Ordenación hacia sus puestos fijos;

Se deslizan como meteoros

Sobre el suelo, como la vespertina

Niebla del río sobre el pantanal

Se desliza y abate con presteza

Tras los pasos del labrador que vuelve

Camino del hogar. Blandida en alto,

Avanzaba ante ellos fulminante

Como un cometa la espada de Dios;

Que con el tórrido ardor que desprendía,

Y el vapor que exhalaba cual si fuera

El aire polvoriento de la Libia,

Empezó a agostar este templado

Clima; entonces el Ángel diligente

De la mano cogió a nuestros padres

Que lentos caminaban, y llevólos

Directamente a la puerta oriental,

Y risco abajo con toda presteza

Hasta el llano que a su pie yacía,

Y desapareció...

John Milton, El paraíso perdido, libro XII.

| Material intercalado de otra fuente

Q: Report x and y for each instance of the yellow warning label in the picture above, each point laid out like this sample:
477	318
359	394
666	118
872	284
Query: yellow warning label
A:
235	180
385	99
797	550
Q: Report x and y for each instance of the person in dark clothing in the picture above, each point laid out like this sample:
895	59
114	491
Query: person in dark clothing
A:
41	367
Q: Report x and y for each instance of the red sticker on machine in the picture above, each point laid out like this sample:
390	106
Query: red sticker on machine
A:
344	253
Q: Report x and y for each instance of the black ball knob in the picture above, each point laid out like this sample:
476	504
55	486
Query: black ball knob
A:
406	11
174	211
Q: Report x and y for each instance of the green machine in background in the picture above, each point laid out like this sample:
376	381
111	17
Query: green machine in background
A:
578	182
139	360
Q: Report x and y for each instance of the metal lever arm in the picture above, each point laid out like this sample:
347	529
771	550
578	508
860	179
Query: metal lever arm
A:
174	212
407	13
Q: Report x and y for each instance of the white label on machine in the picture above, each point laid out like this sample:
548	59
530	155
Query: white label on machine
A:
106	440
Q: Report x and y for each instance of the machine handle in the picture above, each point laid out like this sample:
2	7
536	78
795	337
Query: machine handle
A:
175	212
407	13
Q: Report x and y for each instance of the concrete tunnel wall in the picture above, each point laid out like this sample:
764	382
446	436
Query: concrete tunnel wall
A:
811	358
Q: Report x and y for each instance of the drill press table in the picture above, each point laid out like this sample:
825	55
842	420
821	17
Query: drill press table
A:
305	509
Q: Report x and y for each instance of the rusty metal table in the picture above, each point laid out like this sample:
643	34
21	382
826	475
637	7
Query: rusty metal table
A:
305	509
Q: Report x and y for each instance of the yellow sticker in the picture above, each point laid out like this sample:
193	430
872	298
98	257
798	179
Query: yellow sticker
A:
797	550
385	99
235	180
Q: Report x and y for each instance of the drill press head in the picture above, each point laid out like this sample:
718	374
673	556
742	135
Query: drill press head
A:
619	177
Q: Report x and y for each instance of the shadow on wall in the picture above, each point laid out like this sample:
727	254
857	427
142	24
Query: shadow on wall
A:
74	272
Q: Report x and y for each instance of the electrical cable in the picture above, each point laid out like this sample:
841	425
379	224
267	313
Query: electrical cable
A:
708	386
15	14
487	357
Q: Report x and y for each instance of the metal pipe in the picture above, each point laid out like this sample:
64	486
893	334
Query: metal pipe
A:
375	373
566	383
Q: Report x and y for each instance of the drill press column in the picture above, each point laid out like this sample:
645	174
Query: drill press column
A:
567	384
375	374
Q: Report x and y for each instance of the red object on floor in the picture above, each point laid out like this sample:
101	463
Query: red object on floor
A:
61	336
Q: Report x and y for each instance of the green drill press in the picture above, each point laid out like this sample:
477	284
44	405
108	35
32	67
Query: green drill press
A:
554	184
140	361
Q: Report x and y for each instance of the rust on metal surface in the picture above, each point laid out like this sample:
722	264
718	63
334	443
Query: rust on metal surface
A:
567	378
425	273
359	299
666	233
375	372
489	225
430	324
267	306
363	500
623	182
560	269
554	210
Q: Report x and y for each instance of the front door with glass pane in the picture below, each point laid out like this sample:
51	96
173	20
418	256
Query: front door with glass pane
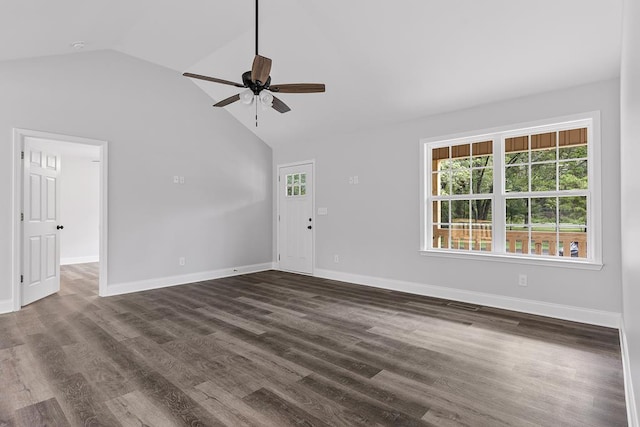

[Esteban Pujals, trad., Cátedra, Madrid 1986.]

1

En una calurosa tarde de verano una mujer sale de su casa de Jardins: perfumes de jacaranda, magnolia, un ambiente húmedo y denso. En Jardins vive la gente rica con personal doméstico a su servicio: jardineros, cocineras y demás. Éstos acuden de lejos, tardan al menos dos horas en llegar a su trabajo y, por si fuera poco, suelen hacer el trayecto dos veces al día. São Paulo es una ciudad grande. Cuando llueve, los autobuses se retrasan.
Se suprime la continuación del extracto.